The paper demonstrates a variety of echogenicity patterns of benign adrenal focal lesions. The image of an adrenal tumor often depends on its size(8). The assessment of echogenicity on B-mode images using new ultrasound techniques also demonstrated that as the diameter of tumors increased, the more frequently they were inhomogenous or had a mixed echogenicity. No statistically significant differences in the size of masses were demonstrated in differentiating between nodular hyperplasia of adrenal cortex and adenomas. However, the possibility of differentiating between nodular hyperplasia and adenoma using the parameters of hypoechogenicity and homogeneity was demonstrated, with the sensitivity and specificity of 100% and 41.7%, respectively. The question of differentiating between nodular hyperplasias of the adrenal cortex and adenomas is often missing from papers on diagnostic imaging of adrenal masses. It turned out to have a better sensitivity and specificity, than with the parameter of echogenicity, of 100% and 83%, respectively, based on the assessment of the inflow dynamics pattern of a third-generation ultrasound contrast agent (SonoVue) with parametric images(9).
The group of myelolipomas in our material is characterized by a greater variety of images than in the literature(8): from hyperechogenic masses, which are considered to be typical, through mixed-echogenicity masses, to a hypoechogenic tumor.
The ultrasound examination, apart from the indisputable usefulness in the detection and monitoring of adrenal masses, may suggest a differential diagnosis.
The most common adrenal masses, adenomas, which account for 80% of such lesions, are presented in the literature as small (<3 cm), hypoechogenic, oval, with well-defined margins and a homogenous echostructure. However, despite these characteristics, the need for further imaging verification of these lesions (computed tomography, magnetic resonance imaging) in order to confirm the diagnosis is emphasized(8).
In summary it is important to point out that despite the generally accepted rules as regards the echostructure of adrenal masses, including benign tumors such as adenomas, myelolipomas and cysts(8), the presented material with the image documentation indicates that in the case of incidentalomas there is a need to use the generally accepted algorithm of assessment with application of computed tomography or magnetic resonance imaging.

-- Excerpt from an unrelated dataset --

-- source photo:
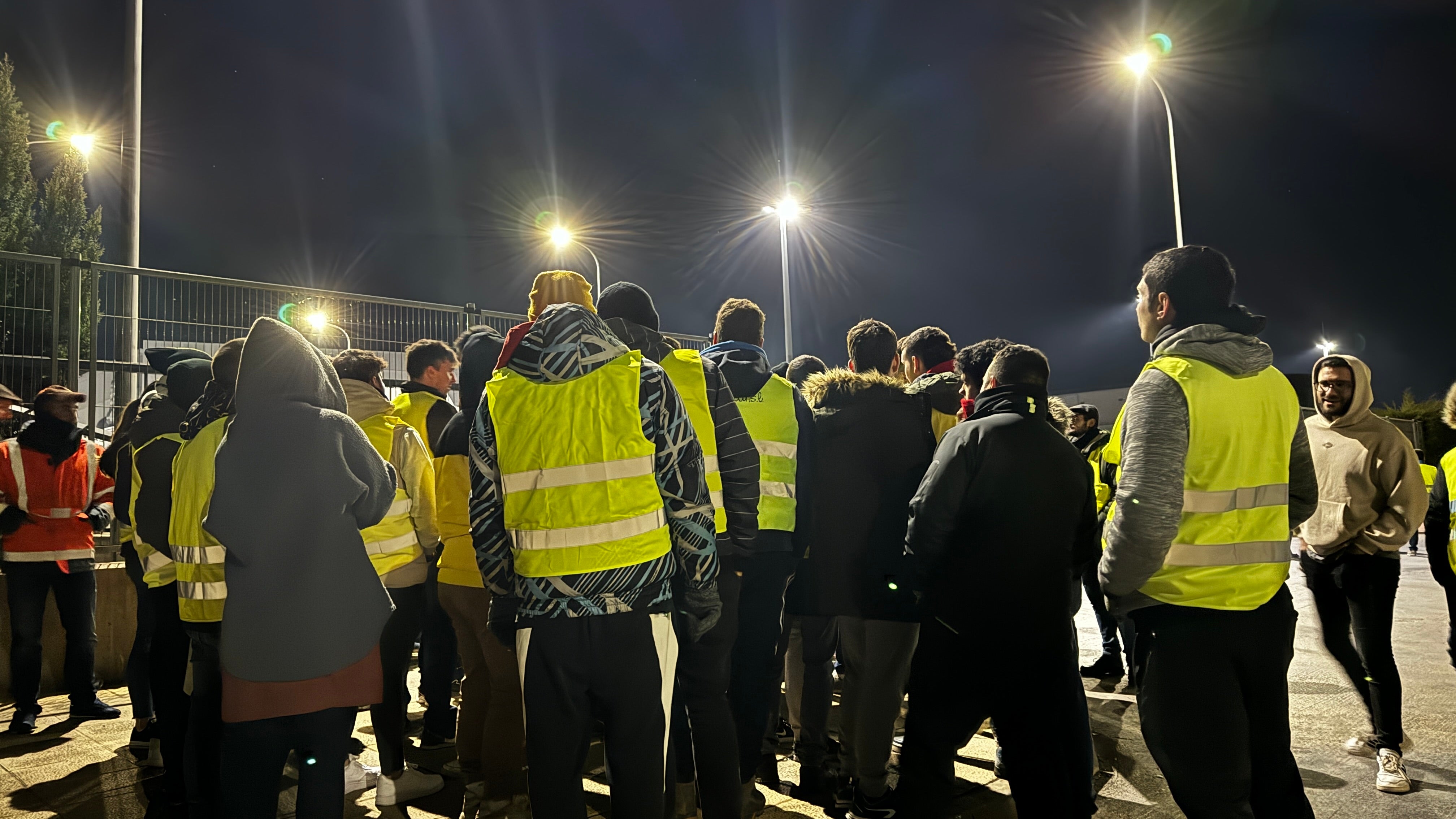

A unique capability of sonography (including applying a third-generation contrast agent and parametric imaging) is differentiation between nodular hyperplasia of adrenal cortex and adenomas (these masses should be confirmed as benign lesions containing lipids using computed tomography or magnetic resonance imaging). This is potentially particularly important for patients with Conn’s syndrome, which may by the subject of further research (in our material there were no patients with primary hyperaldosteronism).